Unexplored

Oceans cover more than 70 percent of Earth’s surface, however approximately only five percent of the ocean has been discovered, which leaves 95 of the ocean unexplored.  The oceans remain one of the most underexplored places known to humans and we actually know more about the topography of Mars than we do about the Earth’s seafloor.  The main reasons are pressure and darkness.  It’s dark down there at the bottom of the sea, much darker than you might be able to imagine, because the ocean is very, very deep, thus light has a hard time being able to penetrate the deepest depts of the ocean.  This is because as the light energy travels through the water, the molecules in the water scatter and absorb it.

In a gravitational field, such as on the surface of Earth, everything is accelerated downward by the Earth’s gravity, giving it weight.  At any depth in the ocean, the weight of the water above pushes on any object below it.  With every foot an object descends into the ocean, more water is pushing down and against it, and more pressure is exerted upon that object.  If you are at sea level, each square inch of your surface is subjected to a force of 14.6 pounds.  The pressure (force per unit area) increases about one atmosphere for every 10 meters or 32.8 feet of water depth.  At a depth of 5,000 meters the pressure will approximately be 500 atmospheres or 500 times greater than the pressure at sea level.  Most of the deep ocean is under pressures of 3000 to 9000 pounds per square inch (or about the equivalent of 100 to 300 times the air pressure in automobile tires).  At the bottom of the Mariana trench (deepest part of the ocean being 10,994 meters or 36,070 feet below sea level) the water column above exerts a pressure of 1,086 bars (15,750 psi), more than 1,000 times the standard atmospheric pressure at sea level.

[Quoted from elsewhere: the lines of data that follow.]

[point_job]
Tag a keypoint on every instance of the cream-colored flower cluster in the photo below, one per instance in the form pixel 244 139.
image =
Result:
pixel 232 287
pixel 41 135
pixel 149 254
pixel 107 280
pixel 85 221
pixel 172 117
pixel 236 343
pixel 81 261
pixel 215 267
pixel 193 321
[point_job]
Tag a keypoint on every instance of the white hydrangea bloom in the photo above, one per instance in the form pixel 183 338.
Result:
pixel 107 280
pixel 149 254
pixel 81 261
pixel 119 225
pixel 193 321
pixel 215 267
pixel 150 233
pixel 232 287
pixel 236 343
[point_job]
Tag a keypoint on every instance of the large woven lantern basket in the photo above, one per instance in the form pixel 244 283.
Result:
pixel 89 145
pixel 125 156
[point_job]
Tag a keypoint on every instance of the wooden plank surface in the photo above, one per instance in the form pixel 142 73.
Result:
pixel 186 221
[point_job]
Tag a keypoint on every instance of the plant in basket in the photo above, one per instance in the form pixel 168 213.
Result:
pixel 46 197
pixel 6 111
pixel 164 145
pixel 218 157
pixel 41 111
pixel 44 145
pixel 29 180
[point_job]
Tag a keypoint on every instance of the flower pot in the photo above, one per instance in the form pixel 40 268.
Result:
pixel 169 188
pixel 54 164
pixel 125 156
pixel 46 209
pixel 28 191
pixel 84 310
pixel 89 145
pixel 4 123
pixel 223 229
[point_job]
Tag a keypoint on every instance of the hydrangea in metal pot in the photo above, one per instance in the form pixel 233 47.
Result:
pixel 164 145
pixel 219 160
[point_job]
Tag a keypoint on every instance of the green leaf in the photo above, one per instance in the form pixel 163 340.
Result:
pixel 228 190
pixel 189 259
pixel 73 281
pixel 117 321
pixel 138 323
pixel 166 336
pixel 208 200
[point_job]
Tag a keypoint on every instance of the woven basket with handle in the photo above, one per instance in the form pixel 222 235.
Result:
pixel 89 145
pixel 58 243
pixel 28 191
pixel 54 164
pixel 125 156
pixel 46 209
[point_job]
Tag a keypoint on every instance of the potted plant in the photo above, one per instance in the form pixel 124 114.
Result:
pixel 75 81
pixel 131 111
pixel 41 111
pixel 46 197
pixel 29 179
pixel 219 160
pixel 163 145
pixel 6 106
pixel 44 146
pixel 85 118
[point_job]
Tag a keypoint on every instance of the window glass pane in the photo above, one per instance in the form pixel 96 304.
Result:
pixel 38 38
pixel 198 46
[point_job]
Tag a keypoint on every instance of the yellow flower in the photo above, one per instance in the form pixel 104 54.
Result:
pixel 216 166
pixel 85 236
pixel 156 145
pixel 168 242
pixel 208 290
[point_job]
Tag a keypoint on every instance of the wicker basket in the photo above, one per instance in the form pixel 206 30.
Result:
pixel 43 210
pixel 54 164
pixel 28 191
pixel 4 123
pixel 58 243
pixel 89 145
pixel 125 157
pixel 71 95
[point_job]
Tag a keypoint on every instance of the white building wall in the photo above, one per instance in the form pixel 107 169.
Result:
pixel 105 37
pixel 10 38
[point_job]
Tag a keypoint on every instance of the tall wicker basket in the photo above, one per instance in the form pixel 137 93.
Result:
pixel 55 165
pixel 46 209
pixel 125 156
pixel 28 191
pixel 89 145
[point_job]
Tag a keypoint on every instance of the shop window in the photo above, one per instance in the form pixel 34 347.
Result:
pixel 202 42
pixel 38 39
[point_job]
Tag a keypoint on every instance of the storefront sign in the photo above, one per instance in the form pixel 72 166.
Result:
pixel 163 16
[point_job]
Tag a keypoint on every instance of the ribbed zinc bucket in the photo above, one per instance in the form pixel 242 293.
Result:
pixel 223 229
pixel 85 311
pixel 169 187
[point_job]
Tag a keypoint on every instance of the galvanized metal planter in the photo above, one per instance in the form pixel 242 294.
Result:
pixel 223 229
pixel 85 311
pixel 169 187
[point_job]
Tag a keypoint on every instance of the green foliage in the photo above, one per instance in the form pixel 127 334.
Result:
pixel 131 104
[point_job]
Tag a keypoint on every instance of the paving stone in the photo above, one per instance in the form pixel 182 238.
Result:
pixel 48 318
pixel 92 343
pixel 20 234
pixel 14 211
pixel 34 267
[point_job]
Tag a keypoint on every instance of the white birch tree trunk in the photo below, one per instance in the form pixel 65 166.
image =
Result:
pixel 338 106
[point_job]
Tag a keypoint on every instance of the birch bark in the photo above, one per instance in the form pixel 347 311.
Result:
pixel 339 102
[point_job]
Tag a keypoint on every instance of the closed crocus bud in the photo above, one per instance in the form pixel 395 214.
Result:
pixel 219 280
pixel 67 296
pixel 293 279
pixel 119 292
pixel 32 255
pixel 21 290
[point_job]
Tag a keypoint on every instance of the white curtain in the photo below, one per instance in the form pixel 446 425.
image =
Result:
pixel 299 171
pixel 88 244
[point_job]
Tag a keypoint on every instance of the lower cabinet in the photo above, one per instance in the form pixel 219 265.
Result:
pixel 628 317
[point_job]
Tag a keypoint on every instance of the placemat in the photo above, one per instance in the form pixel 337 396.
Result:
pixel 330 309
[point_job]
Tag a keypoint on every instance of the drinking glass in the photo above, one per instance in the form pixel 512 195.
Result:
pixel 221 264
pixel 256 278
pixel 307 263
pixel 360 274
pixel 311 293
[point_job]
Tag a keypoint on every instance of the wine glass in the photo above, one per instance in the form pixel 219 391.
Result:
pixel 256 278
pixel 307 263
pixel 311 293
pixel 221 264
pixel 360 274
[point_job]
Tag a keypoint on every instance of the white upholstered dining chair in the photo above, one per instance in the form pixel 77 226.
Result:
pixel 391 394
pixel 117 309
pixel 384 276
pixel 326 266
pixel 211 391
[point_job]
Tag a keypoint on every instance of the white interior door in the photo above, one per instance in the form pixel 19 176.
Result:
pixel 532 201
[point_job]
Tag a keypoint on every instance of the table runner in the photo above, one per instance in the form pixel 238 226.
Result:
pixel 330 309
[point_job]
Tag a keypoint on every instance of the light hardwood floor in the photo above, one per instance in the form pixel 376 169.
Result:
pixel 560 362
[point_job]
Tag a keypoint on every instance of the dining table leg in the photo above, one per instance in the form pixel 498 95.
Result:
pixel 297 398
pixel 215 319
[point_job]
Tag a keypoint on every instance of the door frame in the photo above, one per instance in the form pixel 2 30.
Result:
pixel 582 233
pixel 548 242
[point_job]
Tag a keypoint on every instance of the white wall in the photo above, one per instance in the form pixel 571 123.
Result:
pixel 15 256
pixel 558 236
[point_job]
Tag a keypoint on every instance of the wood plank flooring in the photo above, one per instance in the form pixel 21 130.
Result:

Humans are always under a certain amount of pressure, but we just don’t notice it.  The Weather Channel tells us the forecast, weather conditions and Doppler radar and the air pressure, which changes as air warms, it rises and leads to low pressure on the surface, and as air cools, it falls resulting in high pressure on the surface, but we actually have our own pressure in air-filled spaces of our body like our lungs, stomach, and ears.  Our internal pressure is usually equal to the outside air pressure (the weight of the atmosphere pushing down on us.)  We become uncomfortable whenever we venture away from sea level, as this results in our internal pressure no longer being equal to the ambient pressure.  This is why our ears hurt when we go up in a plane or when we dive too deep underwater.

We can’t just create extra-long snorkels to breathe underwater, because for every 33 feet a diver descends the weight of the water above them increases by 15 pounds per square inch. At only a few feet below the surface, the water pressure is already too great for the muscles that expand and contract our lungs to work, making it extremely difficult for us to draw breath.  A couple feet of water pressure isn’t enough to do serious damage yet, but looking at deeper levels shows how pressure affects us a little more gradually.  In 1973, without a breathing apparatus a Frenchman, Jacques Mayol was able to dive down 86 m or 282 feet.  Scientists haven’t yet determined a hard limit for how deep we can survive underwater.  Most professional free divers don’t go past 400 feet deep.

Technically, most of the ocean floor has already been mapped, but at a mere resolution of five kilometers, which at best shows a rough approximation of undersea trenches and seamounts.  Compared to NASA’s unprecedented 20 meter resolution Martian maps, almost everything produced by bathymetry is seemingly light years behind.  The shape of the ocean floor helps determine weather patterns, detect when and where tsunamis will strike and aides management of fisheries that feed millions.  Studying the length and height of the ripples revealed at the bottom of the oceans can give clues to the effects of past storms, and hopefully help us to predict the effects of future storms.  When storms travel over water, their waves create movement on the ocean floor, formations called ripple bedforms.  The theories go that the larger the distance of the waves, the larger the distance of the ripples.  These ripples create a fingerprint or signature of storms past.  In 2017, an international team of experts from around the world, united under the non-profit General Bathymetric Chart of the Oceans (Gebco), launched the first effort to create a comprehensive map of the world’s oceans.

Written for Linda G. Hill’s ‘Life in progress’ JusJoJan January thirteenth prompt suggested by Wordsmith and that is “undiscovered”.